Is this shift right for the action logits? #31

Closed kisseternity closed 1 year ago

kisseternity commented 1 year ago

https://github.com/lucidrains/PaLM-rlhf-pytorch/blob/bfcffe79a5d6f80fccbf5667b263f660b41dda30/palm_rlhf_pytorch/ppo.py#L612

Hello, as the action_logits originally is indeed the promt added with the response logits, so I wonder shifting along sequence dimension by 1 is really the right thing to do or not. Shouldn't it shift to left by the prompt length so that only the action_logits left here? The same thing happens to the line in the learn function.

lucidrains commented 1 year ago

@kisseternity the sampled token id from the logits from the previous token, so i'm shifting all the logits to the right by one to line them up to do a gather. i think my logic is right, but off-by-ones are so confusing haha

kisseternity commented 1 year ago

@kisseternity the sampled token id from the logits from the previous token, so i'm shifting all the logits to the right by one to line them up to do a gather. i think my logic is right, but off-by-ones are so confusing haha

Well, so the action_logits are the probabilities to choose the next token. In that case, I think it's right to shift right by one during training. Another question is the action_prob includes the next prompt probabilies, while the func calculate action_log_prob = log_prob(action_prob, actions) here taking the first number of action tokens' probabilies(including the prompt probabilies but ignoring some action probabilies?). I'm still confused here, could you pls explain it? Thanks.
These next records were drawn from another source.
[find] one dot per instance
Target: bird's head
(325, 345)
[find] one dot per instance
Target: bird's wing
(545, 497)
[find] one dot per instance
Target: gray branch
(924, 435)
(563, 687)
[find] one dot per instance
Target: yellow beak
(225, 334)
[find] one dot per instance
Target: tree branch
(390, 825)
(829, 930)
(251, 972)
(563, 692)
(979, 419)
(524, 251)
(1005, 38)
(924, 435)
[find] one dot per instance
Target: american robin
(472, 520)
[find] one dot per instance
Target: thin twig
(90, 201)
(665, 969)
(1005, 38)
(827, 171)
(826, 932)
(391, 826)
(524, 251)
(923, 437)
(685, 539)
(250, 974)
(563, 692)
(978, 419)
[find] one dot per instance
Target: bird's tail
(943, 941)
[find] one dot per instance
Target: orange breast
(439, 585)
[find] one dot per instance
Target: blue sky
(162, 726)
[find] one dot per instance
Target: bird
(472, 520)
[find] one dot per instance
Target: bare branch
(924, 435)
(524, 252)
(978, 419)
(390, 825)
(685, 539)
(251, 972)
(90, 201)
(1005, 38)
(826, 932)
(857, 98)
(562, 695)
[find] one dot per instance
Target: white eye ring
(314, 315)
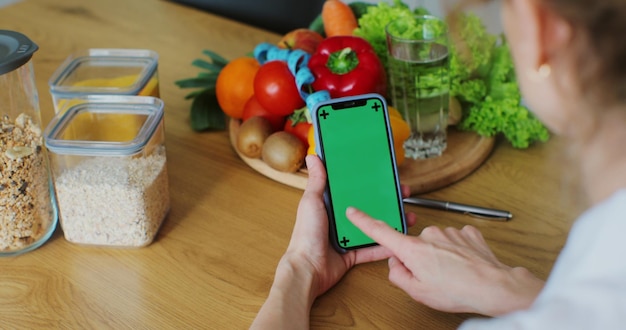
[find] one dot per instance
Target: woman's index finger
(377, 230)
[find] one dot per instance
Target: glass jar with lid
(28, 214)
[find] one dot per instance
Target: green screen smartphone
(354, 140)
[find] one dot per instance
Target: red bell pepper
(346, 66)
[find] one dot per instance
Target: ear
(543, 33)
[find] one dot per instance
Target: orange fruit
(234, 85)
(393, 112)
(311, 140)
(401, 131)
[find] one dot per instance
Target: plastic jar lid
(15, 50)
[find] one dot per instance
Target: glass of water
(418, 66)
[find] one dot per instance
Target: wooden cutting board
(466, 151)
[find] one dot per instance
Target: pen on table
(476, 211)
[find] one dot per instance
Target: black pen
(476, 211)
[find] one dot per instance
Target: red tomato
(254, 108)
(275, 88)
(300, 130)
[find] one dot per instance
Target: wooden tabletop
(213, 261)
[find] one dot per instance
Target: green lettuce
(482, 75)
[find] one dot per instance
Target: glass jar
(114, 191)
(28, 214)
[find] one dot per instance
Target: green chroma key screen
(356, 148)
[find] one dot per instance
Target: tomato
(254, 108)
(300, 130)
(311, 140)
(275, 88)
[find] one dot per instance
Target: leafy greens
(482, 76)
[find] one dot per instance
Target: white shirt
(587, 286)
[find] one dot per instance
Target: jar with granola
(28, 213)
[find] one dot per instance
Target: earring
(541, 73)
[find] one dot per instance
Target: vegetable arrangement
(342, 53)
(482, 76)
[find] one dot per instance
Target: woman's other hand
(451, 270)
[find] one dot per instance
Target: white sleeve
(587, 287)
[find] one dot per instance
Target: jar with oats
(113, 191)
(28, 214)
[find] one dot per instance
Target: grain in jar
(110, 192)
(28, 215)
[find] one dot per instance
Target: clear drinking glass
(420, 86)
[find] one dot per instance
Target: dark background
(280, 16)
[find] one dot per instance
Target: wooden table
(213, 261)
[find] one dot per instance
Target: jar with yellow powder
(105, 71)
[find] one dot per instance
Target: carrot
(338, 18)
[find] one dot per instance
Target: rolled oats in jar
(28, 214)
(111, 192)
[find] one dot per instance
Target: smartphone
(354, 140)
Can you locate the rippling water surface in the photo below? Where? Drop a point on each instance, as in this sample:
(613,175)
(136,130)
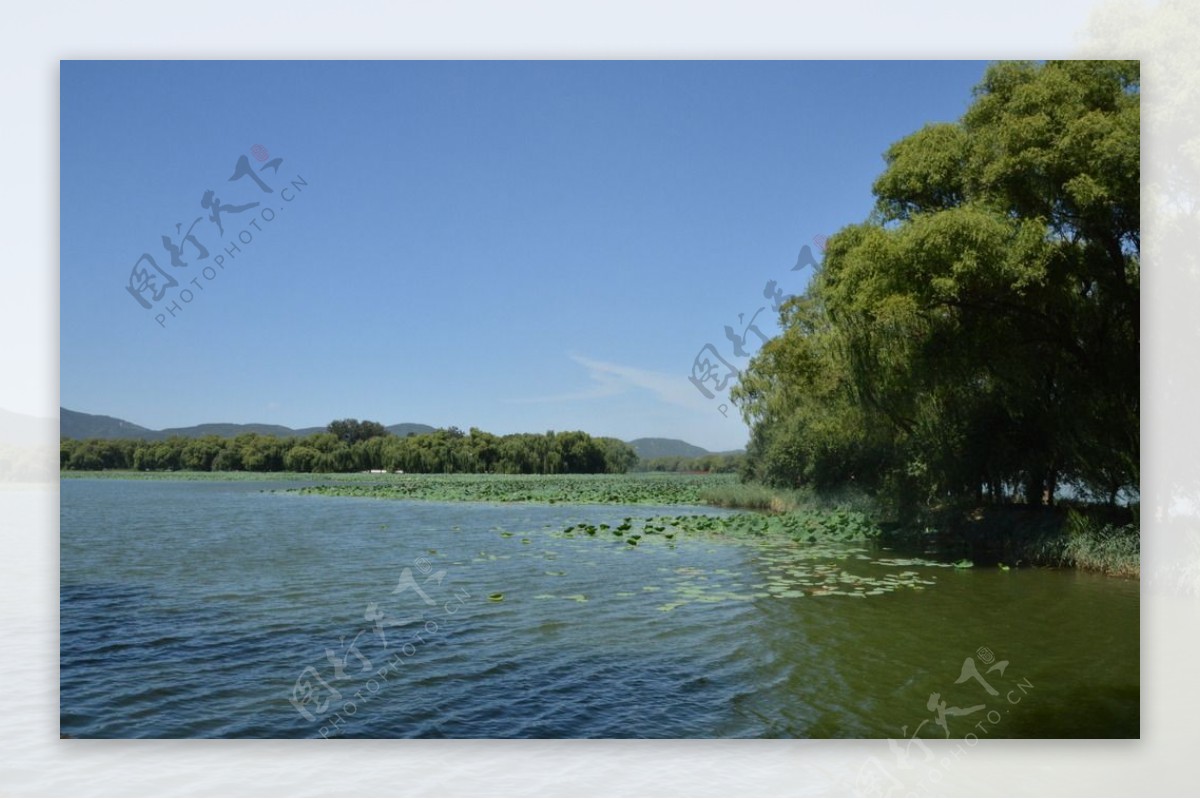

lucidrains commented 1 year ago

@kisseternity turns out there was a bug :disappointed: thank you for opening this issue

could you do a review of the last commit and see if that matches your intuition? i've also put in an extra assert; i'm not sure why the gather still worked when the other dimensions differed other than the dimension i was gathering on

kisseternity commented 1 year ago

@kisseternity turns out there was a bug 😞 thank you for opening this issue

could you do a review of the last commit and see if that matches your intuition? i've also put in an extra assert; i'm not sure why the gather still worked when the other dimensions differed other than the dimension i was gathering on

I think it's okay now, thanks for fixing it!